热管式太阳能集热对喷射制冷系统性能影响的研究
发布时间:2019-06-02 00:39
【摘要】:随着环境污染和能源危机的加剧,清洁能源的利用受到了越来越多的关注,太阳能与住宅建筑的结合成为学者研究的重点,其中以太阳能为驱动能源的太阳能喷射制冷系统具有结构简单、运行稳定、可以利用低品位热源等优点,其研究开发具有重要的意义。然而,太阳能喷射制冷系统对太阳辐射强度具有较强的依赖性,太阳能辐射强度的周期波动性势必引起集热系统集热特性的变化,进而影响喷射制冷系统的性能。为了进一步提高太阳能的利用率,本课题采用热力计算和实验研究的方法进行了太阳能热源与喷射制冷系统性能的耦合关联研究,主要工作如下:首先,基于热力学基础,推导出太阳能喷射制冷系统各部件(火用)损失的计算公式,通过对不同太阳辐射强度下,太阳能喷射制冷系统中各部件的(火用)损失进行分析,结果表明:在整个系统中,集热器的(火用)损失所占的比重最大,占系统总(火用)损的74%~79%,喷射器(火用)损占系统(火用)损的比例仅次于集热器,占系统总(火用)损的10%左右,发生器(火用)损占系统总(火用)损的比例呈逐渐增大的趋势,从3.24%增加到10.96%,蒸发器、冷凝器、工质泵这三个部件的(火用)损失占总(火用)损的比例均为1.5%左右,节流阀的(火用)损所占的比例最小,占整个系统(火用)损的0.4%左右。

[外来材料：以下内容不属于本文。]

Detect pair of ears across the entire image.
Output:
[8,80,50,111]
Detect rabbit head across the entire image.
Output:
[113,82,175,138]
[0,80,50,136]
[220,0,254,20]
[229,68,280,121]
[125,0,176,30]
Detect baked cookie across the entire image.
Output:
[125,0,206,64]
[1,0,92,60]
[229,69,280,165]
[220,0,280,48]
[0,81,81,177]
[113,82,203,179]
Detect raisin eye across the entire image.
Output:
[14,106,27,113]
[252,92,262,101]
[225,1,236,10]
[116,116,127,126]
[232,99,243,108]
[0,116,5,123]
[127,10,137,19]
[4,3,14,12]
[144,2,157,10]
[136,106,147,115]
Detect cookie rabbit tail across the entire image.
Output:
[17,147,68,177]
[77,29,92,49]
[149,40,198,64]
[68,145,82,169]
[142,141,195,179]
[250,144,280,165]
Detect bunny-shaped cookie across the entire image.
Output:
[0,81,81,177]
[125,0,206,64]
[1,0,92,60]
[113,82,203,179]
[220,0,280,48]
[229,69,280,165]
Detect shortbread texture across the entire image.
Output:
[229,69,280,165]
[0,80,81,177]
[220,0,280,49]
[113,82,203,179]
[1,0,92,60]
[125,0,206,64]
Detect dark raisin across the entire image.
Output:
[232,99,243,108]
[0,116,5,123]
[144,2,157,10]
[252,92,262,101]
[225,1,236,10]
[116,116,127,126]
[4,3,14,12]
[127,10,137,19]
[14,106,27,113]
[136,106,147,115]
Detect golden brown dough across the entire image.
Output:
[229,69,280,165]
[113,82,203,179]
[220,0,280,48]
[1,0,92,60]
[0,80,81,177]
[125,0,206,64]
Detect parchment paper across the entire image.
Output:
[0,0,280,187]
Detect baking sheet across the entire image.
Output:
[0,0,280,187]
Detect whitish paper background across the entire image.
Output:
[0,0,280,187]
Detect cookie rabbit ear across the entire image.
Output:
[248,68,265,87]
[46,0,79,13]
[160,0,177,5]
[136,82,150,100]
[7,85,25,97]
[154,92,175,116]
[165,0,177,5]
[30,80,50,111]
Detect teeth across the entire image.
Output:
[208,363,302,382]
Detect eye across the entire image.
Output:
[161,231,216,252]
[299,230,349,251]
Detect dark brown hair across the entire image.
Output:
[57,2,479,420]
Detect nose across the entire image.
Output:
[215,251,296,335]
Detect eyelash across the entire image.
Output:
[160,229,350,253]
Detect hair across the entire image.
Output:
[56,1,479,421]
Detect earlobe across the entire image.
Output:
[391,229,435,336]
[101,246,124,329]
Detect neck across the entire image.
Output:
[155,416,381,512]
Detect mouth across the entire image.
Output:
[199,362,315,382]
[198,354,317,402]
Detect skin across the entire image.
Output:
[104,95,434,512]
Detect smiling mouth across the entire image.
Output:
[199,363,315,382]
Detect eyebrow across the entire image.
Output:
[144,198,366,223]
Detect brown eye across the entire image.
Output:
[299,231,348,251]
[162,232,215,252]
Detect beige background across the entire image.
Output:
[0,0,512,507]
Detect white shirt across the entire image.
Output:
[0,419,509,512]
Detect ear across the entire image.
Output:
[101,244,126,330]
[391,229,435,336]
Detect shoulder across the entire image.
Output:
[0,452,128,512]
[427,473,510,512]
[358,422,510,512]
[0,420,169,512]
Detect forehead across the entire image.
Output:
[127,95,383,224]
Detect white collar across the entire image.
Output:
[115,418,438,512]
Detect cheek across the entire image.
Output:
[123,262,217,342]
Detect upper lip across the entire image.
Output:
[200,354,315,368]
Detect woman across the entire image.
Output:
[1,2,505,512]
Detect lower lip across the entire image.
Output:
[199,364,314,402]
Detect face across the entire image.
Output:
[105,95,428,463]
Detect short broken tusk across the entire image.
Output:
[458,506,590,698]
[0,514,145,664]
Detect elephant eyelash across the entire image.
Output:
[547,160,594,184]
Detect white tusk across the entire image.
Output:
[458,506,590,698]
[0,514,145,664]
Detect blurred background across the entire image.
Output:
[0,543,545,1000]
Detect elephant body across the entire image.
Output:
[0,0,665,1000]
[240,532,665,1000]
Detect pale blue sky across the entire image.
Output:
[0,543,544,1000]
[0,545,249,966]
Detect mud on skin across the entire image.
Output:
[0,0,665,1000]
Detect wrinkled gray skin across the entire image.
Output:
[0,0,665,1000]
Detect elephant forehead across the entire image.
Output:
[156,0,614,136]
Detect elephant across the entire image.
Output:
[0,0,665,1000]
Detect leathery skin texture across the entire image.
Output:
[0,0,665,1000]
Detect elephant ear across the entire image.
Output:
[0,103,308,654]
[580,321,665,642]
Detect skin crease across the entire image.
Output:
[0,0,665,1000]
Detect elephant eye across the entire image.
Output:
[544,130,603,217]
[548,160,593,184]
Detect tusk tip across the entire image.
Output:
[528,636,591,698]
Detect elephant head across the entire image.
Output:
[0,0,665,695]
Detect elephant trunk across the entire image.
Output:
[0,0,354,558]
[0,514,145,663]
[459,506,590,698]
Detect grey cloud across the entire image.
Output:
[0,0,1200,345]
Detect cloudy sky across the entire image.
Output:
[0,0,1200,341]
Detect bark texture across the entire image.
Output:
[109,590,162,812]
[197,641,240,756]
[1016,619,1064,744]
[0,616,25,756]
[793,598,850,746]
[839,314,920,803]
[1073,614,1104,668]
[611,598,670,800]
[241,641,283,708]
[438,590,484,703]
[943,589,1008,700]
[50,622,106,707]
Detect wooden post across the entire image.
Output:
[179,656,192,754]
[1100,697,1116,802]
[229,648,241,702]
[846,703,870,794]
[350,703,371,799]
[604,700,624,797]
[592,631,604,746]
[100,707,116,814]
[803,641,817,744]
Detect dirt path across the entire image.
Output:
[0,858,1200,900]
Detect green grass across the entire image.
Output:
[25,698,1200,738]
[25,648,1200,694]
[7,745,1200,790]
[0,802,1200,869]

其次,搭建了太阳能集热测试实验台,对集热水箱水量、循环流量等参数对系统性能的影响进行了分析,结果表明:当水箱水量为200L、400L、600L时,循环流量分别为10L/min、13L/min、15L/min时,水箱一天的水温增幅最大;水箱温度在一天的变化趋势大致相同,呈逐渐上升趋势,水箱水量为200L时水温上升幅度最大,最高温度可达85℃左右,600L时水温上升幅度最小;系统瞬时效率随着时刻的推移在某一区间上下波动,其波动的幅度与太阳辐射值的波动幅度相同,随着循环流量的增加,系统瞬时效率均呈增加的趋势。水箱水量为200L、400L、600L,循环流量分别为8L/min、13L/min、15L/min时,系统的平均瞬时效率达到最大值,最大平均瞬时效率分别为60.1%、63.5%、74%;最后,结合上述实验研究和课题组前期建立的喷射制冷系统热力学计算程序,对不同集热参数下太阳能喷射制冷系统的COP和制冷量的变化进行分析,结果表明:在水箱水量为200L时,循环流量为10L/min时,系统COP达到最大值,最大值为0.37;水箱水量为400L时,循环流量为13L/min时,系统制冷量达到最大值,最大值为22MJ。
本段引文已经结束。